Un libro puede ser un mnemosyne y fundar no sólo la evocación de la lectura, sino también ser el medio para encontrar la explicación de alguna huella del presente.

De la biblioteca que formó mi madre no ha sobrevivido mucho, casi nada. Alguna vez escribí acerca de ella. Era un gabinete cuya última locación fue un mueble empotrado en una pared detrás de dos puertas blancas, como una enorme urna. Ese panteón albergaba textos didácticos y una serie de libros salvados de la destrucción masiva que ordenó la “Revolución Libertadora”. Hoy, acomodando libros en mi biblioteca, apareció uno que leí muchas veces en mi niñez, en las horas interminables de la siesta. Se trata de ROBIN HOOD, publicado por Peuser en la primera quincena de 1952, según reza la nota editorial ubicada en la última de las páginas amarillentas que huelen como huelen los libros viejos: a vainilla y almendras. El volumen está ilustrado por Manuel Ugarte, aquel dibujante que hizo, por la misma época, la trama gráfica de la sección “Nuestra Historia” para la revista “Billiken”.

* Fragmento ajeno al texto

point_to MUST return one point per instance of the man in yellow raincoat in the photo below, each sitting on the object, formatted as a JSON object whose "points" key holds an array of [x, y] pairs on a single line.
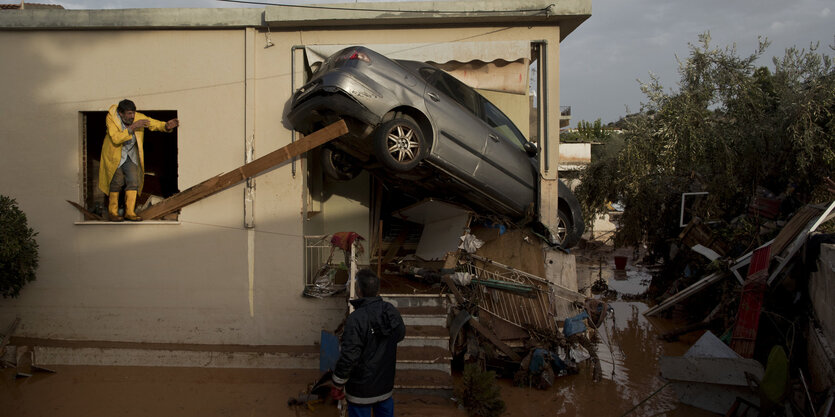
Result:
{"points": [[122, 156]]}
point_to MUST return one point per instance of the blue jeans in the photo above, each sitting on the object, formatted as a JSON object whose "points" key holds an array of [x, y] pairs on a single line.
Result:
{"points": [[126, 175], [383, 408]]}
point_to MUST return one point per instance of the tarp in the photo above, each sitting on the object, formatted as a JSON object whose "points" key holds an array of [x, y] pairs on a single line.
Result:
{"points": [[497, 66]]}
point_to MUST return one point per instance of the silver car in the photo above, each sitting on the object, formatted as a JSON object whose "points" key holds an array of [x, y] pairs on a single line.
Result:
{"points": [[420, 125]]}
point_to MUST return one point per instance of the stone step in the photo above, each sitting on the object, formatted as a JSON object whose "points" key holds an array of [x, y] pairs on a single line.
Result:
{"points": [[416, 300], [108, 353], [424, 358], [423, 380], [424, 316]]}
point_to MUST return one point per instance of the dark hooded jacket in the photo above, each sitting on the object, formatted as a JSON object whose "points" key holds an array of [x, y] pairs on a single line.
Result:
{"points": [[368, 352]]}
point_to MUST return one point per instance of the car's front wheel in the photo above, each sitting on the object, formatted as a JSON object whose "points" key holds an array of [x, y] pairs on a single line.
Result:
{"points": [[399, 143]]}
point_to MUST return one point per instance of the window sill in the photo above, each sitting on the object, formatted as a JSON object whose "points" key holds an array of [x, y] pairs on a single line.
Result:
{"points": [[126, 223]]}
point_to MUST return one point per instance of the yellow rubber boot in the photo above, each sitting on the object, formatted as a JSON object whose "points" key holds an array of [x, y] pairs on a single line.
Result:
{"points": [[130, 203], [113, 207]]}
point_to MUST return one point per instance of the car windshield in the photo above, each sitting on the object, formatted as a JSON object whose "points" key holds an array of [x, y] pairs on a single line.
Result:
{"points": [[475, 103], [499, 121]]}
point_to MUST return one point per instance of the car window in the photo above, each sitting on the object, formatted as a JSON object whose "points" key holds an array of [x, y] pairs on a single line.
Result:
{"points": [[502, 124], [456, 90], [427, 73]]}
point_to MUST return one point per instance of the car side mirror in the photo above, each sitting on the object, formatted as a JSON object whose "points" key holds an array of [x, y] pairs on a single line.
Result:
{"points": [[531, 149]]}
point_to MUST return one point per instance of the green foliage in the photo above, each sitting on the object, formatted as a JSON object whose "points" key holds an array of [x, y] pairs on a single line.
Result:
{"points": [[18, 249], [731, 127], [479, 393]]}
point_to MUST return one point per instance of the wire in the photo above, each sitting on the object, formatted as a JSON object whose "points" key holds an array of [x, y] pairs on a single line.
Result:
{"points": [[240, 228], [545, 10]]}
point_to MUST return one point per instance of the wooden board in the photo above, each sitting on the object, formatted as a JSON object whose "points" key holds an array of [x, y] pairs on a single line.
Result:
{"points": [[725, 371], [223, 181]]}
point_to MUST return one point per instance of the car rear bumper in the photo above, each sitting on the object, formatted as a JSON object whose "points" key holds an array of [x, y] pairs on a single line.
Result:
{"points": [[324, 108]]}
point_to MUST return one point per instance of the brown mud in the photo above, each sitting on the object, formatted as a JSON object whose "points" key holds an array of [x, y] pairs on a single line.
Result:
{"points": [[629, 352]]}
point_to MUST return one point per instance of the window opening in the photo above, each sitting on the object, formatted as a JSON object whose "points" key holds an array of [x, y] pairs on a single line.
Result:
{"points": [[160, 149]]}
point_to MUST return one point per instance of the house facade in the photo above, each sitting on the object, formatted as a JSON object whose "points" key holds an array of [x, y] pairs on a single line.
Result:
{"points": [[229, 270]]}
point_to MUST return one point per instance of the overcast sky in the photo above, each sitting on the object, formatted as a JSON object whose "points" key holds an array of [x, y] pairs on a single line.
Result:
{"points": [[625, 41]]}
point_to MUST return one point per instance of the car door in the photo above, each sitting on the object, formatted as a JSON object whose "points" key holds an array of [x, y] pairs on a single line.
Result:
{"points": [[461, 135], [507, 168]]}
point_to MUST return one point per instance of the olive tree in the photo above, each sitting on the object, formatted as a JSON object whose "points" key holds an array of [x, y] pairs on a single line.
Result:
{"points": [[18, 249], [730, 127]]}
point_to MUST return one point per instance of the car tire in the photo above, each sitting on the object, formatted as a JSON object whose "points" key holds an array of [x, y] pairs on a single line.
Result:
{"points": [[338, 165], [399, 143], [566, 232]]}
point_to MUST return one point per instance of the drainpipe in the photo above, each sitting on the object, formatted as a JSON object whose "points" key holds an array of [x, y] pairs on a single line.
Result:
{"points": [[293, 90], [542, 102]]}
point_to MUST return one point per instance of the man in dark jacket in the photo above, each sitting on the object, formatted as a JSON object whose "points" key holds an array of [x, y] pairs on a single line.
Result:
{"points": [[369, 351]]}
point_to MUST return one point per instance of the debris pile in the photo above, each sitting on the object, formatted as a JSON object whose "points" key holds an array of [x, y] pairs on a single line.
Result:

Ese libro fue compañero de otros que mi madre donó en vida, justamente aquellos que salvó y conservó, textos que hablaban de la Historia con una perspectiva revolucionaria. Su presencia entre ellos, en aquel mueble, no tiene nada de extraño. Formaría un montaje donde la ciencia, la educación, la política y las novelas de aventuras, podrían ser relacionadas no solo en función de contigüidad.

La fascinación de la imagen en la mente del lector primero sobrepasa los límites de la pura memoria. Ya no se sabe qué resto pertenece a la lectura, y cuál a la continuidad de lo leído por otros medios: los juegos, el cine, las revistas, las historietas. Me detengo frente al dibujo que figura hacia la mitad del libro: Robin y los suyos entran al castillo de Guy de Gisbourne por segunda vez, a través de un pasaje secreto. Ese túnel da a los sótanos del castillo donde está encerrada lady Marian, la prometida del héroe.

El pasaje es un lugar común en la novela de aventuras. La expectativa que genera para el relato está fundada en la ventaja que lectores y personajes tienen, debido al el conocimiento de una clave para sorprender a los “malos”: Holmes en el sótano de un banco de Londres la noche que espera anticiparse a los planes del ladrón, en “La Liga de los Pelirrojos”; Jean Valjean en las alcantarillas de París, en “Los Miserables”; Rollo Martíns, a punto de descubrir la identidad del amigo perdido que traicionó su lealtad, en “El Tercer Hombre”. No es extraño tampoco que esas lecturas nos llevaran a la obra de Walter Benjamin.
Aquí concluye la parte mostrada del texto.